Of course, we’re not the only accusers in our midst. The blame game is literally Satan’s name. In over twenty years of ministry, I’ve often found that laity, like Mrs. Smith, exhibit greater nimbleness than seminary-educated, pensioned pastors in speaking about the one whom the New Testament names as the Enemy. Reinhold Niebuhr said original sin was the only empirically verifiable doctrine of the faith. The past year has made a case that what Paul calls the Principalities and Power also require little catechesis or conversion. For this reason, Means of Grace: A Year of Weekly Devotions is assuredly more than an entry into the Chicken Soup for the Soul variety.

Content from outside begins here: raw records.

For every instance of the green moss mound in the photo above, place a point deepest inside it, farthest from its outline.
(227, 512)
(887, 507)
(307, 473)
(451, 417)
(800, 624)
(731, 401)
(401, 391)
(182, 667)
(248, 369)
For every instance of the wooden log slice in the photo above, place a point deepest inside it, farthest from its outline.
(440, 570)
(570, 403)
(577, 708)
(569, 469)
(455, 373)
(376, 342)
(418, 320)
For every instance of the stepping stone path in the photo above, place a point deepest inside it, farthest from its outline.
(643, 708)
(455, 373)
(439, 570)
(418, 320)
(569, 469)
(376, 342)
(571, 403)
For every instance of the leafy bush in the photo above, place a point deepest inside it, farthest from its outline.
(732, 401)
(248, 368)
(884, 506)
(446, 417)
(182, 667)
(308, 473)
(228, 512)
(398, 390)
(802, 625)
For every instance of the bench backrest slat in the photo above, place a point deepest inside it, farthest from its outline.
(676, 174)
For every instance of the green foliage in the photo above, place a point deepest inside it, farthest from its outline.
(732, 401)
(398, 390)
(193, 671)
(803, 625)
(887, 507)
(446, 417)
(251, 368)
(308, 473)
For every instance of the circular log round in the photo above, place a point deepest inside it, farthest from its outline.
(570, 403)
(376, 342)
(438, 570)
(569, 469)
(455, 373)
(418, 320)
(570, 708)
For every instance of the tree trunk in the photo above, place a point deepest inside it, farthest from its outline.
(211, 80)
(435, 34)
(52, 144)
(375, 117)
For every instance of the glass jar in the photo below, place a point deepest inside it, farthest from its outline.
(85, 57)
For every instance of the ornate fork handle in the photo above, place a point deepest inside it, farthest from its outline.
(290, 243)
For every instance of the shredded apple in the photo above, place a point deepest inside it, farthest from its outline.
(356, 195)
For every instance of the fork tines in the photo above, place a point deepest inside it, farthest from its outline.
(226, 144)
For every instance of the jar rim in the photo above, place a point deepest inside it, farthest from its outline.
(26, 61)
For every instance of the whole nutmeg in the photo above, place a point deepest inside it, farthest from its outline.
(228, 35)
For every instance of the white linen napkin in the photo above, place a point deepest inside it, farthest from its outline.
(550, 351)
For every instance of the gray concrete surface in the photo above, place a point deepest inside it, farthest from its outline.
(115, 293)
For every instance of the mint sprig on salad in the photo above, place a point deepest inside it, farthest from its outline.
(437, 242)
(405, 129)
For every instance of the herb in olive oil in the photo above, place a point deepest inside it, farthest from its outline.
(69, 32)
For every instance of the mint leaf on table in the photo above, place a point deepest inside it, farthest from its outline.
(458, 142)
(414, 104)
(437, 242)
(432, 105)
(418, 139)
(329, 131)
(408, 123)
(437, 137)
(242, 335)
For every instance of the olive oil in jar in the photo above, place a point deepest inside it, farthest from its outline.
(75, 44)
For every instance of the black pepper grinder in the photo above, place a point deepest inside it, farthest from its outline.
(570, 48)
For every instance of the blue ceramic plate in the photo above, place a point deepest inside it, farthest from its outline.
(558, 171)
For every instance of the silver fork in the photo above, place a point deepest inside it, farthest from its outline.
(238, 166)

Like a sculptor chipping away, Laura Bardolph Hubers has distilled Fleming Rutledge’s thick, challenging sermons into shorter, weekly devotions. If the insurrection revealed a theological error widespread in the Church and a captivity binding many believers, then church leaders must learn how to do substantive, faithful theology in brief, digestible bits. Likewise, we need to recover the apostles’s language of the Powers. In Means of Grace, a deft editor has aided a treasured preacher in teaching other preachers how to speak of a world that is ruled by the powers of evil yet awaits the sure victory of the crucified and risen one.
Like Mrs. Smith learned, it’s no easy undertaking distinguishing the Holy Spirit from the spirits of this evil age. This year received a new book that wasn’t, Ernst Kasemann’s Church Conflicts: The Cross, Apocalyptic, and Political Resistance. Much like Karl Barth, Kasemann’s career was forged in the crucible of conflict and read like a man calling due the promise of God in a world enthralled to an Other. In this newly translated book of essays and sermons from the autumn of Kasemann’s life, we glimpse a theologian, like Barth, attempting, on a case-by-case basis, to obey his Lord in a time when it’s difficult to discern the time. The past year has demonstrated, I believe, how desperately, the Body needs the spiritual discipline of discernment. If scripture is right and the world is bondage to a Power that is not God, then we require a greater facility to discern, and so to resist, the forces of evil and oppression. No matter time it is or how clearly we can see through the glass of God’s history, Church Conflicts points us forward, not only to profess the Lordship of Jesus in our time and place, but to live, in dark, discombobulating times, clinging to the promise of the Gospel.